Pasado el tiempo, se recostó en el suelo, junto a sus prendas, tomó uno de los
libros que Boris había dejado a orillas de la cama y se dispuso a leer. Sus
piernas cruzadas, el aliento impertérrito y su contraste de color de labios le
daban el tono particular de las aves al levantar el vuelo y soltar las ramas.
Hojeó
el libro, leyó las partes que Boris había subrayado: “—Claro, claro —respondió
ella—. La mitad del juego…”, para decidir, después, abandonarse al murmullo del
viento.
—Yo
creo que mi abuelo se reserva algunos comentarios. No ha dicho, por ejemplo,
qué tipo de lecturas leía su abuelo. Eso es importante, como debes de saber,
porque así podría yo suponer a qué bando pertenecía.
Los
encuentros se habían espaciado. Marisa aclaró, desde el principio, que en algún
momento todo debía terminar. Boris comprendió y así dedujeron los
acontecimientos. A veces era Boris quien ocupaba la habitación, pensó, incluso,
en llevar a otra mujer, mas nunca lo hizo. Le tranquilizaba saber que, a esa
hora en que Boris se ocupaba de los estudios, Marisa trabajaba en la oficia,
absorbiendo impuestos o delegando obligaciones. De ese modo, Boris, limitaba su
tiempo a leer o fumar. Para cuando decidía volver a casa, estaba seguro de que
Marisa había llegado a la suya o había preferido tomar un café con un par de
amigas. Lo cual significaba para él, el cumplimiento ordinario de los ciclos.
Marisa
observó el cielo, los rayos del sol, aún tenues, le golpeaban el rostro. La
lluvia caía rítmicamente. “Es extraño que llueva en esta época del año”, pensó
decir, pero le pareció que la frase carecía del valor suficiente como para
romper el silencio. Boris, desde la cama, husmeaba la longitud del techo.

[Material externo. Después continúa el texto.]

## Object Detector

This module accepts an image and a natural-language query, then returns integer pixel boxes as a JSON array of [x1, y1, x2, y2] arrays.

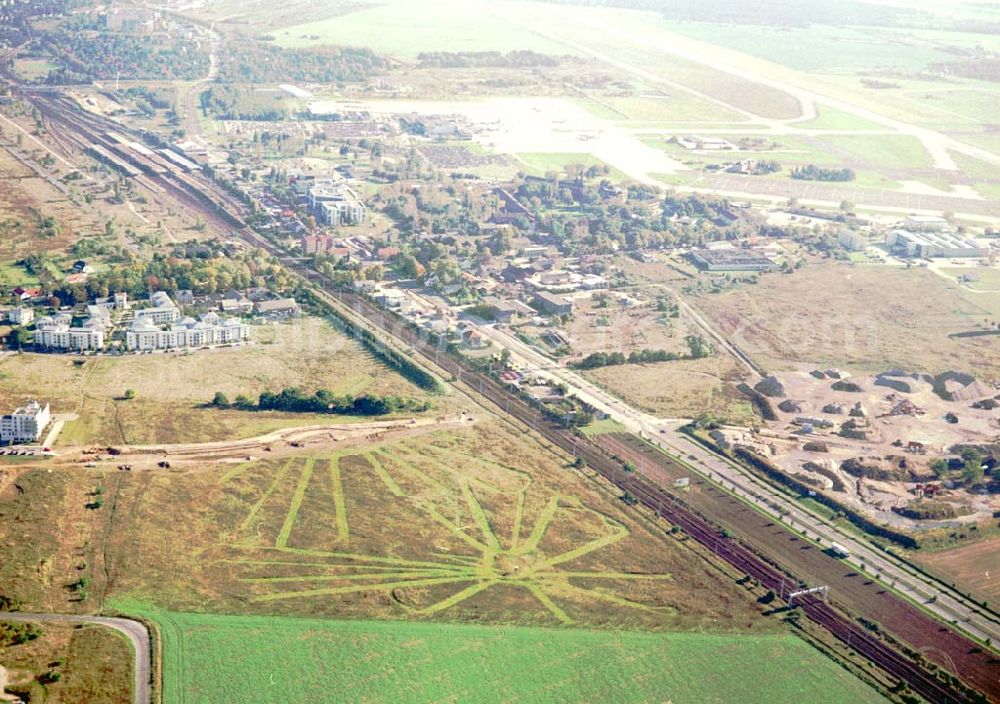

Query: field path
[[0, 612, 153, 704]]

Marisa seguía con la vista el curso de las gotas sobre los cristales. Llovía y
los edificios se transparentaban y oscurecía por lapsos de realidad. A veces,
Marisa, alcanzaba a ver los vitrales de la iglesia que se encontraban al oeste
de la ciudad. Sin embargo, cuando la lluvia golpeaba directo a los cristales,
los ojos de Marisa se perdían instintivamente en el sopor de la nada, de lo
invisible, de los fantasmas que eran, al fin, otra realidad; entonces su cuerpo
se contraía y su desnudez le parecía tejida de muchas miradas.
Con
la espalda de Marisa como única ofrenda, se le escuchó decir:
—Quizás
tu abuelo no sepa la verdad.
Boris,
dejando a un lado la simetría del techo, respondió:
—Eso,
“quizás”, sea la verdad.
Con
el sonido tibio de los pies de Marisa, la lluvia y el silencio parecieron
agrietarse.
—Escucha
—dijo—, tal vez no vuelva.
—…
Marisa
se enfundó en la piel de oficinista que le correspondía, detrás de ella la
lluvia continuaba. Sus pasos hacia la puerta narraban, cada vez más, el tiempo
que había permanecido, desnuda, frente a la venta.